O que estão compartilhando: que a colaboração premiada é responsabilidade exclusiva do Ministério Público (MP) e que por isso o acordo feito entre o tenente-coronel Mauro Cid e a Polícia Federal (PF) será invalidado pelo chefe do MP, o Procurador Geral da República Augusto Aras.
O Estadão Verifica investigou e concluiu que: é enganoso. De acordo com a lei de combate ao crime organizado (12.850/2013), além do Ministério Público, também delegados podem firmar acordos de colaboração premiada durante o inquérito policial para a obtenção de provas. O Ministério Público Federal (MPF) explicou que pode recorrer nos casos em que o acordo é firmado pela autoridade policial, mas que a decisão final é do Supremo Tribunal Federal (STF). Especialista ouvida pelo Estadão Verifica explicou que Aras e demais membros do MP não têm competência para invalidar um acordo firmado com a PF.
Saiba mais: Em 9 de setembro, o ministro Alexandre de Moraes homologou o acordo de colaboração premiada que Mauro Cid, ex-ajudante de ordens do ex-presidente Jair Bolsonaro, firmou com a Polícia Federal. Nesse mesmo dia, o Procurador-Geral da República, Augusto Aras, se manifestou contrário ao acordo. Ele afirmou que a PGR não aceita delações conduzidas pela PF. Confira a publicação de Aras no X (antigo Twitter):
Diante da manifestação contrária de Aras, passou a circular nas redes sociais a informação falsa de que o Procurador-Geral da República iria invalidar o acordo firmado entre Cid e a Polícia Federal. Um vídeo que viralizou trazia a seguinte afirmação: “A briga agora é de cachorro grande, Augusto Aras bateu de frente com Moraes, e diz que delação premiada de Mauro Cid não cabe a PF. Isso é responsabilidade de Ministério Público Federal e não vai aceitar e vai ser invalidado pela PGR”.
A advogada criminalista e mestre em direito pela Universidade Federal do Paraná (UFPR) Luísa Walter da Rosa afirma que essa postagem parte de uma premissa falsa.
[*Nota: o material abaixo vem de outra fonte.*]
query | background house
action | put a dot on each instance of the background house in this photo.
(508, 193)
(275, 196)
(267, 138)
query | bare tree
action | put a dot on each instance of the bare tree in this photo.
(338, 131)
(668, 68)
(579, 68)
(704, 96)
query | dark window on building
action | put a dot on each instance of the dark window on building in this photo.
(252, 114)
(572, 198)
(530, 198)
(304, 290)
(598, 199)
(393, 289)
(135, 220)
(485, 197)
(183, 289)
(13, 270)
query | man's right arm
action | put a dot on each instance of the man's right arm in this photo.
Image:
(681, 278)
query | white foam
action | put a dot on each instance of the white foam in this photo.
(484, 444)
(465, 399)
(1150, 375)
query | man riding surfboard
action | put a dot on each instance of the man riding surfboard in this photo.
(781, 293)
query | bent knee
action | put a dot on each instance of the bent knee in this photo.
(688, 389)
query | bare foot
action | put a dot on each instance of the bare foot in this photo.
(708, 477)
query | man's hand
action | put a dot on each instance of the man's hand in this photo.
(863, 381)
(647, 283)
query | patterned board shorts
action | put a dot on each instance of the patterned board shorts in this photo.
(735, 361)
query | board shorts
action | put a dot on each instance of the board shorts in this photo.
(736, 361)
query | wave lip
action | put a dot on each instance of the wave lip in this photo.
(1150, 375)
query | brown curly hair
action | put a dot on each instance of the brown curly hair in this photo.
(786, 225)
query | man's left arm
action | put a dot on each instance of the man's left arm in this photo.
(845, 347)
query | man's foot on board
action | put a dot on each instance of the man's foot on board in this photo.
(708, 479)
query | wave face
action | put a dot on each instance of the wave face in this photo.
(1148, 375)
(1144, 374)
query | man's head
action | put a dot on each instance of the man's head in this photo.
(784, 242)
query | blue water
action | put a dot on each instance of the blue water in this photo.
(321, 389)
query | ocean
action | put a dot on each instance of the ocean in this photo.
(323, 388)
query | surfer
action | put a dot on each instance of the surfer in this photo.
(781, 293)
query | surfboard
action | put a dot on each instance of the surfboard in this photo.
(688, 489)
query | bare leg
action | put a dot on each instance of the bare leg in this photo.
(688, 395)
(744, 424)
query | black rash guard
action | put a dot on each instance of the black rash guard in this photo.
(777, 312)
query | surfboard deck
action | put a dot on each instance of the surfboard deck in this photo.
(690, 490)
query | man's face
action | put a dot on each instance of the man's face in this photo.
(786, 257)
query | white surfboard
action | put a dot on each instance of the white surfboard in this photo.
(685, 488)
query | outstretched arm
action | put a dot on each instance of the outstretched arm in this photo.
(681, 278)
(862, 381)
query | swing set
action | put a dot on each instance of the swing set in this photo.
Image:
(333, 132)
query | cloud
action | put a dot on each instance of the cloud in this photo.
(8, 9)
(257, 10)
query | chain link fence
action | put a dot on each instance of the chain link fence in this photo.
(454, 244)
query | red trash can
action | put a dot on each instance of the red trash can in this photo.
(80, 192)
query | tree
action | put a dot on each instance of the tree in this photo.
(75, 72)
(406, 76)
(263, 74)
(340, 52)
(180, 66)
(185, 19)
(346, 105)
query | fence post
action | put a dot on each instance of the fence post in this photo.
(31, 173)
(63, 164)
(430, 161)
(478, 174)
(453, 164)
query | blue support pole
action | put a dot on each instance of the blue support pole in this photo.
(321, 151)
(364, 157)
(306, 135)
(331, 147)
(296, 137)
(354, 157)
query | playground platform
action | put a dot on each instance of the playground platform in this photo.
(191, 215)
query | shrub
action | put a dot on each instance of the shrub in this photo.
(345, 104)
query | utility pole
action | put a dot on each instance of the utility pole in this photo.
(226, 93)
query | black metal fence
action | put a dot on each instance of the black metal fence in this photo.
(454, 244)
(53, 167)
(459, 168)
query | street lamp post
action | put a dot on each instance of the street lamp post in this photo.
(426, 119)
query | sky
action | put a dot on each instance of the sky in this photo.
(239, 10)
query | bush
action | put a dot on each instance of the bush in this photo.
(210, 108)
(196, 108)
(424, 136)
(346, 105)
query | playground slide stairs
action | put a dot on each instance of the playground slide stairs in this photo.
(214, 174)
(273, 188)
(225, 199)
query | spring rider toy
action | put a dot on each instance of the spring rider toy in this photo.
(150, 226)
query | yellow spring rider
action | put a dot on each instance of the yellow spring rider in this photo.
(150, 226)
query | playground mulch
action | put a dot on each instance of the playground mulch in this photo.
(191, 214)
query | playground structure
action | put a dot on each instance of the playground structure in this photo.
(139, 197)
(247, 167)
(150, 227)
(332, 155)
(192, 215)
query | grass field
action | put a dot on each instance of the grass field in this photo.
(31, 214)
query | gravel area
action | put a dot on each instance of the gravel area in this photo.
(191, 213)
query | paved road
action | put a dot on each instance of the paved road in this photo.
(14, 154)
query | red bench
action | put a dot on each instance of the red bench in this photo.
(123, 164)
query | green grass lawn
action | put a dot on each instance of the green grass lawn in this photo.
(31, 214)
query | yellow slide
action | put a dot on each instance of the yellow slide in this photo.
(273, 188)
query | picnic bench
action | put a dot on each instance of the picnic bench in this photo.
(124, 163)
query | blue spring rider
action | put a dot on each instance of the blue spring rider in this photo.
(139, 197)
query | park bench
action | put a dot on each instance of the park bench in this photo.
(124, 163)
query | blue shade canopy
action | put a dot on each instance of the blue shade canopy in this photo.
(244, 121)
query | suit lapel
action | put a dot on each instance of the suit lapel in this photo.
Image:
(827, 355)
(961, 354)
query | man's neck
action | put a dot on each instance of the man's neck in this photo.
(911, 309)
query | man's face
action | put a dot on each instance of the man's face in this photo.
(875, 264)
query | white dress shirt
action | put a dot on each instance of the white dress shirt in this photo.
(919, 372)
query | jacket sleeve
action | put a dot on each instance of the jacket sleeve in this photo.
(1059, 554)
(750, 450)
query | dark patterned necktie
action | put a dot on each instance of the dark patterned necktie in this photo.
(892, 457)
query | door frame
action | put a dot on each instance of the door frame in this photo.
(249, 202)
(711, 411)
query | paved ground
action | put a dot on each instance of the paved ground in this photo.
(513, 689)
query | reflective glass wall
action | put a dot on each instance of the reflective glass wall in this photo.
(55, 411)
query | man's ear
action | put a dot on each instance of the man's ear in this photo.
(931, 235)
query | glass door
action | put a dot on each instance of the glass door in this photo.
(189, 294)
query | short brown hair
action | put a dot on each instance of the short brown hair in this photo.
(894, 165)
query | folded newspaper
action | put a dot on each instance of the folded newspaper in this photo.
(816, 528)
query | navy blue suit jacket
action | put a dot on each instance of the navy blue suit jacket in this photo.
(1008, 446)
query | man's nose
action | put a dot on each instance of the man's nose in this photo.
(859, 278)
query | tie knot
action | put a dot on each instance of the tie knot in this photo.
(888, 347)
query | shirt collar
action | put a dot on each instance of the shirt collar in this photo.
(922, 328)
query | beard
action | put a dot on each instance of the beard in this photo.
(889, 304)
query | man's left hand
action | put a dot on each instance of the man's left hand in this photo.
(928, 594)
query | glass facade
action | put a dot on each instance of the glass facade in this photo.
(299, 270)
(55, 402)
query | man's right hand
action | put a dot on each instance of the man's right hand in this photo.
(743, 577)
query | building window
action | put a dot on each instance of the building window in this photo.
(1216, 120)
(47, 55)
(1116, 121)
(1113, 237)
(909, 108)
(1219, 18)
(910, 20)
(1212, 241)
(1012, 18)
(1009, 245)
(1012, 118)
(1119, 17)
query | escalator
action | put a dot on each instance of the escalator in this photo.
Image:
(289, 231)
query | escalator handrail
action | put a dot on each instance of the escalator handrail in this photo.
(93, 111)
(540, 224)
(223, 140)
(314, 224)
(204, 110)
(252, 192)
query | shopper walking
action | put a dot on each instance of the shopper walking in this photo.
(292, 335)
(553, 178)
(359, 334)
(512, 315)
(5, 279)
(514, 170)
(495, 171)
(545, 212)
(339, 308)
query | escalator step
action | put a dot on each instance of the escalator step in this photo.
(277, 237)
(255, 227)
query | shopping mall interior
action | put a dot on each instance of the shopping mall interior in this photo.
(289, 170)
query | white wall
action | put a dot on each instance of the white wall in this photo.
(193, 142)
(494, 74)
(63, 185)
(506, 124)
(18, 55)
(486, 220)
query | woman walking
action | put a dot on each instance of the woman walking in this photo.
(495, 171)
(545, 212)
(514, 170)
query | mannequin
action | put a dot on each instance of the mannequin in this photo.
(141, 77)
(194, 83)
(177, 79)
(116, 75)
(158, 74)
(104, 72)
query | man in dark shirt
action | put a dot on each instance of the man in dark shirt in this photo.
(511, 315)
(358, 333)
Ela explica que o Ministério Público, seja ele representado por promotor de primeiro grau, por um Procurador da República ou pela própria PGR, não tem poder de decisão. “O MP atua como representante da acusação numa ação criminal e ele apenas faz pedidos a um magistrado, no caso a um ministro, que é quem está competente, no momento, para decidir questões relacionadas ao caso”, disse.
O Ministério Público Federal respondeu de forma semelhante aos questionamentos do Verifica. Disse que a decisão final sobre um acordo de colaboração é do STF.
Colaboração premiada
A colaboração premiada é uma técnica de investigação que existe no Brasil desde 2013, quando foi sancionada a lei de combate ao crime organizado (12.850/2013). A advogada criminalista ouvida pelo Verifica explica que ela é usada quando um integrante de uma organização criminosa se dispõe a colaborar com a Justiça, entregando provas que não poderiam ser obtidas por meios tradicionais de investigação.
O parágrafo 2º do artigo 4º da lei prevê que tanto o Ministério Público quanto o delegado de polícia - este apenas durante o processo de investigação - podem firmar acordo de delação premiada.
A lei diz ainda que quando o acordo é firmado pela polícia é obrigatório que o MP se manifeste (parágrafo 6º do artigo 4º). Foi isso que aconteceu no caso de Mauro Cid. Em 6 de setembro, Cid foi até o STF e apresentou um termo de intenção de fazer delação premiada com a PF. O MP foi contra, mas mesmo assim o ministro Alexandre de Moraes autorizou, em 9 de setembro, o acordo.
A divergência de posição não configura uma ilegalidade por parte de Moraes, de acordo com a advogada criminalista ouvida pelo Verifica. “A lei não diz que o Ministério Público tem que concordar, ela disse que ele tem que se manifestar”, explicou Luisa Walter da Rosa.
Ela complementou que não há um posicionamento uniforme do STF se a manifestação precisa ser no sentido de concordar ou discordar e o que que aconteceria em casos de discordância. “Isso é uma das polêmicas que ainda existem em relação à colaboração premiada”, explicou.